The Federal Reserve confirmed that its computers suffered a temporary breach, but the problems were fixed immediately.
Internet hactivist group, Anonymous, claimed responsibility for posting the private and login information for the accounts of more than 4,000 executives in the financial industry as part of its Operation Last Resort.
A spokesperson for the Federal Reserve confirmed that its computers suffered a temporary breach, but it did not affect the critical operations of the agency. In an interview with the HuffPost, the spokesperson said, “Information was obtained by exploiting a temporary vulnerability in a website vendor product.” The problem was “fixed after discovery and is no longer an issue,” added the spokesperson, who requested his identity not to be disclosed.
Furthermore, the spokesperson emphasized that the claims of Anonymous were “over stated.”
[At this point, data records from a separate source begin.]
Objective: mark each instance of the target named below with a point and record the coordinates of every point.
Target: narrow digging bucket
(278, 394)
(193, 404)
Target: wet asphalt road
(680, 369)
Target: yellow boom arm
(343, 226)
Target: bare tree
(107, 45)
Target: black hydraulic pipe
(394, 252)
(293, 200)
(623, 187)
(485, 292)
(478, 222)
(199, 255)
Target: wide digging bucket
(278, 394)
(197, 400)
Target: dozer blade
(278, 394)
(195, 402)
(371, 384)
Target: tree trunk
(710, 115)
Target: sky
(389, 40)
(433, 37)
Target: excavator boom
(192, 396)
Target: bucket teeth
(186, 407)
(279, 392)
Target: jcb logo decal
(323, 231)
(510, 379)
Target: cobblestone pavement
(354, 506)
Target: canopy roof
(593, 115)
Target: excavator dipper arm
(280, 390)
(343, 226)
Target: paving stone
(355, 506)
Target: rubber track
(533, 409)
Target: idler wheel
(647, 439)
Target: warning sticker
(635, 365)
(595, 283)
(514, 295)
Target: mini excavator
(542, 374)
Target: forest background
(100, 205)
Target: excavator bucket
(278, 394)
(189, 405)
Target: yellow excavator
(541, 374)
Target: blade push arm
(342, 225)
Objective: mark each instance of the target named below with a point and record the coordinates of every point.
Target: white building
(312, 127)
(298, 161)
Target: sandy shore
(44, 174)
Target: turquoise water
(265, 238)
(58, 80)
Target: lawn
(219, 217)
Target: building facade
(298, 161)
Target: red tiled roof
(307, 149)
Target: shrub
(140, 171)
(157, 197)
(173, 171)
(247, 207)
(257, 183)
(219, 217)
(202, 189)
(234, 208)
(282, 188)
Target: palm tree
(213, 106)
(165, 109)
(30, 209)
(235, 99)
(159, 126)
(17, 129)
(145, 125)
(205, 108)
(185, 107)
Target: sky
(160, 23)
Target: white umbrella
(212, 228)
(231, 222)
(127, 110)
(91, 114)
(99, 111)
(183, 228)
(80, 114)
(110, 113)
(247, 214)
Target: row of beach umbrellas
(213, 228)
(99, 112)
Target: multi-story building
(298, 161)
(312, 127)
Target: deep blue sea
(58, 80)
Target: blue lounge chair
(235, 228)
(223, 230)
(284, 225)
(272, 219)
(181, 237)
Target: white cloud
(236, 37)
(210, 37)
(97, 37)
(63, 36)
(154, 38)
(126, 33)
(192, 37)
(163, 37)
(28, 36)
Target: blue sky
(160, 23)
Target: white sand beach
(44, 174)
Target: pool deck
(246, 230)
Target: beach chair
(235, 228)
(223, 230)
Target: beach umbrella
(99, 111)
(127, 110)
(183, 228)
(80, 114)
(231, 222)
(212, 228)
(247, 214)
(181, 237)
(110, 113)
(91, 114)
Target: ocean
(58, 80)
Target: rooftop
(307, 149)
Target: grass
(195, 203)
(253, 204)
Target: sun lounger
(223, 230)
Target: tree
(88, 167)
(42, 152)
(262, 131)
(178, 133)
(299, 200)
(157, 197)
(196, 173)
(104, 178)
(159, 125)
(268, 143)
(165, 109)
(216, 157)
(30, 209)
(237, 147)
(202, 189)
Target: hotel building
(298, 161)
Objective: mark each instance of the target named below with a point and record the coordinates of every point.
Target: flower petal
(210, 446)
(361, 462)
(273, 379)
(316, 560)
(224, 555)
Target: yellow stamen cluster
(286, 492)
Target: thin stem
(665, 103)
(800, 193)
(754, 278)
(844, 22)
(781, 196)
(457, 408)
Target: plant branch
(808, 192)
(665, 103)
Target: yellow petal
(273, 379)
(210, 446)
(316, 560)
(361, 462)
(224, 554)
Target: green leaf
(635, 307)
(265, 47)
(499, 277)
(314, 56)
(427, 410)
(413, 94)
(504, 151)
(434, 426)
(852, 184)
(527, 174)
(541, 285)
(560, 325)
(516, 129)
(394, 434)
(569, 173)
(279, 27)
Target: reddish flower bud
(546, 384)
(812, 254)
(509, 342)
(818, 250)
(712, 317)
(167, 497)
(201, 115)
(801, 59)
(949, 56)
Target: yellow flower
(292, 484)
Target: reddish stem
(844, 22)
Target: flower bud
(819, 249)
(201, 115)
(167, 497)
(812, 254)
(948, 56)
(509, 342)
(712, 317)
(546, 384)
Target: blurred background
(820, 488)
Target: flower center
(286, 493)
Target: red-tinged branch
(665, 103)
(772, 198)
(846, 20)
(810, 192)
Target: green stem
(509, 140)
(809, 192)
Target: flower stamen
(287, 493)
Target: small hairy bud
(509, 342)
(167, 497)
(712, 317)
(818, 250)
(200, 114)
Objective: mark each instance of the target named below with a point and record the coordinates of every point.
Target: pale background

Anonymous launched its campaign demanding changes in the U.S. crime laws and the investigation of “overzealous prosecutors,” after Aaron Swartz committed suicide due to depression. Swartz co-founded Reddit and was widely recognized for his campaign for open the public’s access to information. He was arrested in 2011 and was facing a 35-year jail sentence for allegedly hacking the network of the Massachusetts Institute of Technology (MIT) to download millions of academic articles.
The hactivist group tweeted about the data dump last Sunday. The message reads, “Now we have your attention America: Anonymous’s Superbowl Commercial 4k banker d0x via the FED.” Another tweet from the group said, “Yes we posted over 4000 U.S. bank executive credentials.”
Anonymou claimed that it posted almost 700 pages of documents containing approximately 4,600 records of people’s names, e-mails, institutions, IP addresses, login information and salted and hashed passwords obtained from the Federal Reserve System.
The hactivist group published the data on website of the Alabama Criminal Justice System via an HTML file with the title “oops-we-did-it-again.html.” Anonymous reposted the same file to a Chinese government website.
In 2010, the computers of the Federal Reserve was also hacked a Malaysian man who was involved in credit card scheme, but no data was accessed or compromised by the attack. In 2011, Federal Reserve web developers found a cross-scripting bug, which allows attackers to access to sensitive information by injecting malicious client side scripts. The bug was discovered in the Adobe ColdFusion software used by Federal Reserve Bank websites. Adobe released a patch to address four vulnerabilities identified in active attacks against users of the ColdFusion software.
Wiebke Lips, senior communications Manager of Adobe Systems Incorporated (NASDAQ:ADBE) did not provide specific comments regarding the recent hacking incident of the Federal Reserve’s System, according to HuffPost.
“These types of attacks are often referred to as zero-days because a fix is not available at the time of the attack. As soon as these vulnerabilities were reported to Adobe, we immediately addressed them in the software and provided the fix,” wrote Lips in an e-mail statement.